Il principio attivo ha la capacità di interferire con il metabolismo della beta-amiloide, la proteina che per ragioni non ancora ben chiare si deposita nel cervello e provoca la morte dei neuroni. «Lecanumab è in grado di ridurre la deposizione della sostanza beta-amiloide», spiega Giacomo Koch, professore ordinario di fisiologia dell’università di Ferrara e Direttore del laboratorio di neuropsicofisiologia sperimentale, Fondazione Santa Lucia di Roma.

«Gli studi hanno dimostrato un buon vantaggio dal punto di vista statistico, ma non è certo che questo si traduca in un vantaggio clinico». In altre parole, gli aspetti positivi sono solo “sulla carta”, mentre nella pratica la storia clinica del malato di Alzheimer non cambierà molto.

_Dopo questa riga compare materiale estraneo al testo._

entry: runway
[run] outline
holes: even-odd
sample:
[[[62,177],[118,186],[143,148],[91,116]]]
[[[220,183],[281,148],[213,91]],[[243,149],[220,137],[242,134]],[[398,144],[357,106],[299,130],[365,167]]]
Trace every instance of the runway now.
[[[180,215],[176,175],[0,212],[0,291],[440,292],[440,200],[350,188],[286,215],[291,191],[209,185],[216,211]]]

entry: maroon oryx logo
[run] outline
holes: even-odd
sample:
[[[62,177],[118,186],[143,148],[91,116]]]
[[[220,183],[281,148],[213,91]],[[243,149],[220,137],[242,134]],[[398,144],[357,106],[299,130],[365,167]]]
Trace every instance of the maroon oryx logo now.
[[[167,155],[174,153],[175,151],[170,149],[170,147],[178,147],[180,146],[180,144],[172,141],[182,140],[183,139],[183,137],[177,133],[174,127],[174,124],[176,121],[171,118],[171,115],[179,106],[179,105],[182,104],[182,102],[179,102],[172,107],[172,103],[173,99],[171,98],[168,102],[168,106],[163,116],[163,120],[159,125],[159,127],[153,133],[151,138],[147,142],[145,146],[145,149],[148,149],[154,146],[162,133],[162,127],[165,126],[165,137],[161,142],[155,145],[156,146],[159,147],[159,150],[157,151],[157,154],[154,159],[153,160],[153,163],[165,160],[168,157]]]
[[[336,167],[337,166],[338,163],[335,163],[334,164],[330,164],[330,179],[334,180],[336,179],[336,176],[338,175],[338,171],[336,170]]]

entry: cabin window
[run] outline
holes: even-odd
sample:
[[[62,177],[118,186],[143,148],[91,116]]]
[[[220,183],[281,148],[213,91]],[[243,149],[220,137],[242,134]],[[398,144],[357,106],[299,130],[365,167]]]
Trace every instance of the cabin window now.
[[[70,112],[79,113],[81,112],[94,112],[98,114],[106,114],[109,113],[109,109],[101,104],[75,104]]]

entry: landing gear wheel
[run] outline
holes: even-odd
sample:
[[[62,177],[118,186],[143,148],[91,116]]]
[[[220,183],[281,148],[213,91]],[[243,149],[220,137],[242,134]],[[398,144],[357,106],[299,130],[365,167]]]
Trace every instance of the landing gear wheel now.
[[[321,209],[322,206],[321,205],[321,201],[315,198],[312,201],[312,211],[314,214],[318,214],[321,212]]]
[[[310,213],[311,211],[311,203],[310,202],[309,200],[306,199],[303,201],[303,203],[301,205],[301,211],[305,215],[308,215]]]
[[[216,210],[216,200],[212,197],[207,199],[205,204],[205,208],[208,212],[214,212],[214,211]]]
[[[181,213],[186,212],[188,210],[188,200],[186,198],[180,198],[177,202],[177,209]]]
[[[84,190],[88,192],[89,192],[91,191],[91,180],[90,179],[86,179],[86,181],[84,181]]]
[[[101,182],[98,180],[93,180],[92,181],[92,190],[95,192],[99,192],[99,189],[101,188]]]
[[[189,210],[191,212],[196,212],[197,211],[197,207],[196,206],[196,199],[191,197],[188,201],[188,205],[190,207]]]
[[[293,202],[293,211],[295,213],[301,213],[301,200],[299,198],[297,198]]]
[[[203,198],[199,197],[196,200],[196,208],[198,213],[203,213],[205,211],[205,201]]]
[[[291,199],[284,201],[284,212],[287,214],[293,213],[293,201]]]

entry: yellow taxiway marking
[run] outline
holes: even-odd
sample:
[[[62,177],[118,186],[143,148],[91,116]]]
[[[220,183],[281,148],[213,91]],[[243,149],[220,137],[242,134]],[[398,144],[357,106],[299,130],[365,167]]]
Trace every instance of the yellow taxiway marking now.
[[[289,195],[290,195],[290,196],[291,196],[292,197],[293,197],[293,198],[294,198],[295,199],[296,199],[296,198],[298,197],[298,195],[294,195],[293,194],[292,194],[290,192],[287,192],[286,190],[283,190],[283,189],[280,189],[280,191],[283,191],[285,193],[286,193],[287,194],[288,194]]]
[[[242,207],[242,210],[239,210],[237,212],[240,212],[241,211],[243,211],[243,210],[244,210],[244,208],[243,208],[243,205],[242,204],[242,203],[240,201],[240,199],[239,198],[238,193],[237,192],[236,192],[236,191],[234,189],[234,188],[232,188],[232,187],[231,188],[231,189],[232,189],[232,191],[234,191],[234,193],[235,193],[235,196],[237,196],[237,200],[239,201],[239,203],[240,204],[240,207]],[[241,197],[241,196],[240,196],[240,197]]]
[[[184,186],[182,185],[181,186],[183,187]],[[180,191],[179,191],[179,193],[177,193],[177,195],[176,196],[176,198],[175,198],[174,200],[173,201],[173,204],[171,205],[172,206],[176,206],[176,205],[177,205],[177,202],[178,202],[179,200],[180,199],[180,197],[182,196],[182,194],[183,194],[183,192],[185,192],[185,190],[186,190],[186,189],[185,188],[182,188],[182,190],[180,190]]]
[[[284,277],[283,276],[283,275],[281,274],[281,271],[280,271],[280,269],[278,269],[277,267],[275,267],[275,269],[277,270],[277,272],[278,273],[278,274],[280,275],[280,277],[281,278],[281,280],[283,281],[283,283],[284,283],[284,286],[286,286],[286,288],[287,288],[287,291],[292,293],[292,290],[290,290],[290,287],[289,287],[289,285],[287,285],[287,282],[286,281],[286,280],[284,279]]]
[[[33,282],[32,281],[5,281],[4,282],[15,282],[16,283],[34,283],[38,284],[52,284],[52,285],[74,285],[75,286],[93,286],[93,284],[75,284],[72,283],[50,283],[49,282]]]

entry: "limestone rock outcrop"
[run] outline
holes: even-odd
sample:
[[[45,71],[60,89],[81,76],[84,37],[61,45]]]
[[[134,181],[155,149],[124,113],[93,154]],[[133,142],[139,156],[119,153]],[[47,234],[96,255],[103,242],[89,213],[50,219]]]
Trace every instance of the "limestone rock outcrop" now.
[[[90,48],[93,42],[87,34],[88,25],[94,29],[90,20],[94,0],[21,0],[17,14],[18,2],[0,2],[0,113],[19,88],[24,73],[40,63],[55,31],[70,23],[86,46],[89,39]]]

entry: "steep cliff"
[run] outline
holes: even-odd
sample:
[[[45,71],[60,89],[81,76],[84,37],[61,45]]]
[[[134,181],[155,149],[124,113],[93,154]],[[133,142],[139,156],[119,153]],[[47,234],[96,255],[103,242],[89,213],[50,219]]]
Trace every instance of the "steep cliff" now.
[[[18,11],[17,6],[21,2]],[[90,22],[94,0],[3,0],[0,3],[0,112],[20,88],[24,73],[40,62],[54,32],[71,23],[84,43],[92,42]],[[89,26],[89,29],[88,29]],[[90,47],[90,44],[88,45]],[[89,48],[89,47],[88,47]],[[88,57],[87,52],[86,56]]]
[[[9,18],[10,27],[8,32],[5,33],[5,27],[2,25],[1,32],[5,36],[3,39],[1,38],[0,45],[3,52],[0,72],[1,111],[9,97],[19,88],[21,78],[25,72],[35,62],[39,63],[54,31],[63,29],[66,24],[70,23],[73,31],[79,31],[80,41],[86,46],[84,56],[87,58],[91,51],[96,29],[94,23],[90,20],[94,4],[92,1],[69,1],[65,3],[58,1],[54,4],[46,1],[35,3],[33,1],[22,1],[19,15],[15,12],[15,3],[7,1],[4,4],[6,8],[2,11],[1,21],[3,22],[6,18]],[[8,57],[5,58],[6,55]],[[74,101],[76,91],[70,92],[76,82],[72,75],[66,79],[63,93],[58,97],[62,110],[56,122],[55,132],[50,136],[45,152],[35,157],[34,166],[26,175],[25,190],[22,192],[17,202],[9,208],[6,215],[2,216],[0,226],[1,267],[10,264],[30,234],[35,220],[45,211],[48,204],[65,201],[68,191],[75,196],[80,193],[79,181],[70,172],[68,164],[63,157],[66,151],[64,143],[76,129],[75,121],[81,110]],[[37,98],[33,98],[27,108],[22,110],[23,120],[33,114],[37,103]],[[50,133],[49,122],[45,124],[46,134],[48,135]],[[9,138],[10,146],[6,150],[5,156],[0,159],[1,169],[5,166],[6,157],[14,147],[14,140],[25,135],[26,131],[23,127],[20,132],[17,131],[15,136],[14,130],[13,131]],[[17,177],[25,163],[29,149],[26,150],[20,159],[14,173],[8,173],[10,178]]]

Insomma, probabilmente non sarà questo farmaco a cambiare il destino di chi soffre di Alzheimer. Ma rappresenta una tappa importante. «Quando arriva una nuova molecola c’è sempre una grande attesa e lo abbiamo visto anche con Aducanumab, l’altro farmaco che ha un meccanismo analogo», chiarisce il professor Koch. «E questo genera facilmente aspettative che purtroppo non possono ancora concretizzarsi. Ma entrambi questi anticorpi monoclonali sono il risultato di una ricerca ventennale, che sta gradualmente iniziando a fornire le prime, parziali ma significative risposte». 


Gli altri principi attivi allo studio

Lecanumab e Aducanumab non sono le uniche molecole allo studio. I ricercatori si stanno concentrando anche sui principi attivi anti-tau, un’altra proteina coinvolta nei meccanismi della malattia, sulla neuroinfiammazione, sull’attività sinaptica, per citare solo alcuni dei filoni di ricerca attivi al momento. «Abbiamo compreso che l’Alzheimer è il risultato di più meccanismi che agiscono in concerto», conclude il professor Koch. «È una fase storicamente significativa, perché si comincia a intravvedere la terapia del futuro, un mix di più molecole con bersagli diversi».